Editor: What external services should be considered? 

Auslander: Insurance brokers are obviously very important to the process. Brokers, particularly the larger ones, have a broad-based view because they have clients who are in the same business and are exposed to similar risks.  Given the potential for great exposure of large companies with international operations, brokers play a critical role in testing the world’s insurance markets to secure the right amount and quality of insurance.

Public accounting firms are very good at helping policyholders quantify their losses. Losses from business interruption, for example, are notoriously difficult to quantify.

I would be remiss if I didn’t mention the lawyer’s role.  Outside counsel who are experienced in the insurance area have a very good handle on the kinds of insurance that are available. These outside counsel, having seen insurance coverage disputes, understand all that can go wrong with a policy. They can play a vital role in advance of a catastrophe in assuring that a company’s insurance is the right insurance – with the appropriate bells and whistles – for its coverage needs. In my practice I have seen many instances when companies were very comfortable that they had the proper insurance in place, only to discover gaps in their coverage that would have been detected in advance by lawyers who have handled coverage disputes. 

Editor: How important is having an internal compliance system that provides procedures for reporting of present or potential compliance failures? What are the key components of such a system?

Auslander: It is obviously very important to have not just a compliance program but one that will actually detect potential problems. There should be a system in place by which complaints or issues are brought to the surface as early as possible even if it turns out that there are some false alarms. Anybody who has been involved in a government investigation or threatened civil litigation knows that many types of problems can be managed and resolved if they are identified and addressed early. For this reason, complaint hotlines are important, and it is essential that complaints receive proper attention. Then, there should be effective lines of communication between relatively senior compliance people and the audit committee of a company. In short, companies should have active compliance programs in place with early detection systems and clear lines of communication up the chain.

Editor: How important is insurance to managing risk under the various scenarios we have discussed?

Auslander: Very, but I really can’t emphasize enough that, in my view, successful risk management programs do not rely only on insurance. Insurance should be viewed as a backstop. Risk management has to begin with managing risk at the operations level through an effective compliance program.  
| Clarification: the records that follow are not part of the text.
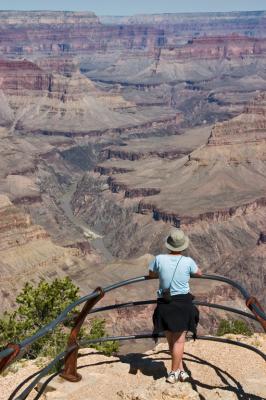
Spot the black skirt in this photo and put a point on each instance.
(177, 315)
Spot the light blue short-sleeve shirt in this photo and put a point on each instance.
(164, 265)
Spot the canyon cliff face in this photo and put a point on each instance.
(223, 213)
(118, 128)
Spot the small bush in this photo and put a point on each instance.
(37, 306)
(234, 326)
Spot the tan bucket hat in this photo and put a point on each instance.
(176, 240)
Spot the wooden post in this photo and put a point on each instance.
(70, 369)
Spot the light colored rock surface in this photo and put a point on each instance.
(219, 372)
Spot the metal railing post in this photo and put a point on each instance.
(70, 363)
(5, 361)
(253, 301)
Editor: Do directors and officers face risks that cannot be covered by insurance and that can be mitigated only by an effective corporate risk management program?
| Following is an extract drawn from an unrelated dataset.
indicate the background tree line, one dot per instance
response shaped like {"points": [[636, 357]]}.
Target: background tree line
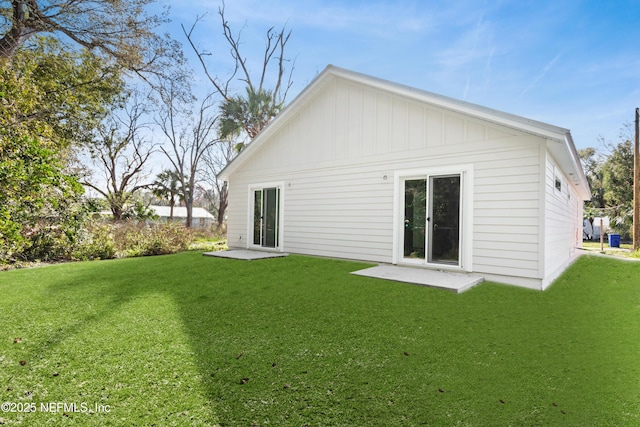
{"points": [[609, 170], [86, 87]]}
Auslander: The most obvious area where directors and officers cannot be covered by insurance is where their conduct is dishonest or fraudulent or where there is some desire on the part of regulators or perhaps even civil plaintiffs to exact a pound of flesh from the directors and officers personally. An example of that would be clawback liability, in which a settlement is reached that would require a director or officer to pay back out of his or her personal assets some or all of the compensation that he or she had received. That said, I believe the insurance industry is hard at work trying to create insurance that would cover even that risk.

With limited exceptions, a good insurance program should cover directors and officers for their potential liabilities up to the limits of liability that the company purchases. Directors and officers also have indemnifications from their companies they can fall back on, but the company may be unable or unwilling to comply with its indemnification obligations. It is incumbent on directors and officers who are concerned about their potential exposure, as they all ought to be, to take a harder look at the D&O insurance and the indemnification provided by their company. Directors should do this as a matter of diligence before they agree to sit on any board.